From restorability and searching perspectives users will see little difference regardless of which buffer the files are stored within the BLM Archiver. Any search will automatically search both the Staging and Consolidated buffer areas since restorable images may consist of files from either buffer. The only difference a user may see is in the Televaulting GUI which displays the status of the file (“Staging” or “Consolidated”).

The more important difference between the Staging and Consolidated buffer areas has to do with managing the destruction of this obsolete data on disk. Companies may only want to keep this archived data three to seven years. Using the BLM Archiver, companies can set policies on each large file as it is created so that the BLM Archiver destroys the file once it expires.

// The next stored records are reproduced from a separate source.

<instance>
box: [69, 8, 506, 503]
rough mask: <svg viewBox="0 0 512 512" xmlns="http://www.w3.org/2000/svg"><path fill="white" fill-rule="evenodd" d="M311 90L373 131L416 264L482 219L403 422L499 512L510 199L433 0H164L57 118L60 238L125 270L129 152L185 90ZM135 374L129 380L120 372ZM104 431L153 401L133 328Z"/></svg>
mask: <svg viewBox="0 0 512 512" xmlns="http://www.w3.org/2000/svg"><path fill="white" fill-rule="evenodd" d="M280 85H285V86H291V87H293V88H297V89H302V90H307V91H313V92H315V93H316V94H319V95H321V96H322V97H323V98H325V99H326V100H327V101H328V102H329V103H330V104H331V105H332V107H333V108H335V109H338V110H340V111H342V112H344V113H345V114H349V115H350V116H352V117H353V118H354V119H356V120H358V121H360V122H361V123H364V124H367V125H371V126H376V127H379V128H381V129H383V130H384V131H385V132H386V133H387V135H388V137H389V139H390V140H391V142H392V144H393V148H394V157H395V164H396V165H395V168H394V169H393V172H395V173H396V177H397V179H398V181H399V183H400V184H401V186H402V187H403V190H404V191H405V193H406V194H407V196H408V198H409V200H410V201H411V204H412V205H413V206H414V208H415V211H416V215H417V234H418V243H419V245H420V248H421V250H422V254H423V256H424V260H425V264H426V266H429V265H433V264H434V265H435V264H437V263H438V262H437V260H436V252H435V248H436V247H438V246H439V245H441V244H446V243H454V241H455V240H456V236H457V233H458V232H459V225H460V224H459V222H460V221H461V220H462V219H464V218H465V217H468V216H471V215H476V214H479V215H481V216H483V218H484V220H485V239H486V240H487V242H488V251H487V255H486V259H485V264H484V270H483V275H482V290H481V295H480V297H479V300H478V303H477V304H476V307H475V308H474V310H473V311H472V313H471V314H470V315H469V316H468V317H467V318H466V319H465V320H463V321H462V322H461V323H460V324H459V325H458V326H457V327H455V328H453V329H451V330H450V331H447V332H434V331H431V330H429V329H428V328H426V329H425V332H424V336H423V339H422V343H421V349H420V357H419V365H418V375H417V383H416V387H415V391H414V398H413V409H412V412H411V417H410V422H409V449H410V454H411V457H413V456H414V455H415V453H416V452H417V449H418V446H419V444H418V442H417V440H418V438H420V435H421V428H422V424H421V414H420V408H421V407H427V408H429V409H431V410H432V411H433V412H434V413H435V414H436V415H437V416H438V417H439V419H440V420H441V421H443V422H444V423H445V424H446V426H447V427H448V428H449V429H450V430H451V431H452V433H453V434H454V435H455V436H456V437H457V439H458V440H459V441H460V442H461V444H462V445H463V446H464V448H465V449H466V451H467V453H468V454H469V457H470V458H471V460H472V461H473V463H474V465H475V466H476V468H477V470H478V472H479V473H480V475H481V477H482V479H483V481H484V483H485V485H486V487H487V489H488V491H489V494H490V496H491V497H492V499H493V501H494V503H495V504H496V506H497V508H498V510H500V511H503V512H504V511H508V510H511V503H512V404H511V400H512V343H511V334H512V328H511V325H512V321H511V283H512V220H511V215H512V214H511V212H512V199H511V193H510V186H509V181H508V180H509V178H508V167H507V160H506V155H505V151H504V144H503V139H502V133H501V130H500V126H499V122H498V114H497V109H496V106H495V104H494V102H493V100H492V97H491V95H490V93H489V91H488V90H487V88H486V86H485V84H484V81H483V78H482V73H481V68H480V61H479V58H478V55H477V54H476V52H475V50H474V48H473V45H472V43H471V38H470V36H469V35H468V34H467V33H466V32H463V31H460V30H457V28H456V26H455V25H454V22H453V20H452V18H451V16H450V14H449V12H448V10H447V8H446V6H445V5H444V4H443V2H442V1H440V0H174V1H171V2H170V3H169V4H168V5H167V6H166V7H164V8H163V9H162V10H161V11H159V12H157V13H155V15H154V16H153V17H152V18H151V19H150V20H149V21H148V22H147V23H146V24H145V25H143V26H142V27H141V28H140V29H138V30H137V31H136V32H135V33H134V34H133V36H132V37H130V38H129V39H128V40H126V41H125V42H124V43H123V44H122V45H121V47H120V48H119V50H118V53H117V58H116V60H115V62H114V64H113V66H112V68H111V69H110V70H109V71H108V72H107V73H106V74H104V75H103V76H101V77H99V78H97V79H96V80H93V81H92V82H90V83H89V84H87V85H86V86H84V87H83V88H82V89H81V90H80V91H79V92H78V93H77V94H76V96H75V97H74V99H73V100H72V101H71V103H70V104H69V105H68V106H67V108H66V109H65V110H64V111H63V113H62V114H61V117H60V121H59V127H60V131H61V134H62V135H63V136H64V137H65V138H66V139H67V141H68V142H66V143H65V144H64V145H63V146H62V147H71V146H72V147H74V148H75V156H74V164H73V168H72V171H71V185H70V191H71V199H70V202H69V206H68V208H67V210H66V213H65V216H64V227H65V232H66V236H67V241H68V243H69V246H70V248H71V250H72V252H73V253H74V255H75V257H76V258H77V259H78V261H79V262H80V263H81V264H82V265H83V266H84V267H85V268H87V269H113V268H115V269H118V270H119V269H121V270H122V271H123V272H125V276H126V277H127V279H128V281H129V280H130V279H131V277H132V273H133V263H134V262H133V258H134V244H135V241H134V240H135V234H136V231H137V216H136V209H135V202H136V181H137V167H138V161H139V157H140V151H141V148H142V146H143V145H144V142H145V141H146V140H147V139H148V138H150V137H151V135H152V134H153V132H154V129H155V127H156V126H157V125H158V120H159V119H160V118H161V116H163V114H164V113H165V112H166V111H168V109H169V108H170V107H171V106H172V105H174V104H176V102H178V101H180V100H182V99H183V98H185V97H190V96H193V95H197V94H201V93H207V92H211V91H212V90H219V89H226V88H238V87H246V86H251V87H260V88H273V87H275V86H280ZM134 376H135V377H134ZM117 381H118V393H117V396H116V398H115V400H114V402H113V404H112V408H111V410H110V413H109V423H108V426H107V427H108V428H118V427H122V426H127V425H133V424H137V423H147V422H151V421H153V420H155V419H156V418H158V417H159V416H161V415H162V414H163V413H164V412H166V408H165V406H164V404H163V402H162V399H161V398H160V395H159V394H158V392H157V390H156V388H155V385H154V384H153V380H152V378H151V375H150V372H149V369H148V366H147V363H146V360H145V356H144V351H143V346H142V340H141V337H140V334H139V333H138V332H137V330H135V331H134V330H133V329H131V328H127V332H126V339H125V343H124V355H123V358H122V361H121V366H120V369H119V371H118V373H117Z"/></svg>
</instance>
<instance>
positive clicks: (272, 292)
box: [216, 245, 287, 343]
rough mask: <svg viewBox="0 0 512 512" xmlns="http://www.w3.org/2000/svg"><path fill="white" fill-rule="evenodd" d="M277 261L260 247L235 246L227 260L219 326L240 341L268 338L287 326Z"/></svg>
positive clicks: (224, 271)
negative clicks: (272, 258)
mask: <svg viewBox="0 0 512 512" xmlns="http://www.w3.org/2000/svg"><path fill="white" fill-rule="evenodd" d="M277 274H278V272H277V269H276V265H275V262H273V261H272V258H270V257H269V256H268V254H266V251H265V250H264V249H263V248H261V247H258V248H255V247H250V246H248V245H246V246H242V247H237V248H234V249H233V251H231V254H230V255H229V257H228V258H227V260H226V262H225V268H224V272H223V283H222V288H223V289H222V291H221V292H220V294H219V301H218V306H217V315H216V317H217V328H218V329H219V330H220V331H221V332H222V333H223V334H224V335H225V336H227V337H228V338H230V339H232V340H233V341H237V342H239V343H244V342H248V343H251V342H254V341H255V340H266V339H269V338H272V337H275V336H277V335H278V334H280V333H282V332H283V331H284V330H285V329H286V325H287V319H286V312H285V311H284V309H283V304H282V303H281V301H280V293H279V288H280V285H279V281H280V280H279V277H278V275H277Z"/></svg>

Most users will essentially find the introduction of the BLM Archiver into an existing Televaulting environment a “Set it and Forget it” exercise. It gives companies the assurance they can search and recover archived data should they ever need it to satisfy some unforeseen future legal eDiscovery or hold request. More importantly, companies can also use the BLM Archiver to protect themselves from over compliance by deleting data that they are no longer bound by internal or external laws to keep. Yet a component of the BLM Archiver story that needs further examination is the options it provides for searching the data already in the archive. I’ll cover that material in a forthcoming blog entry.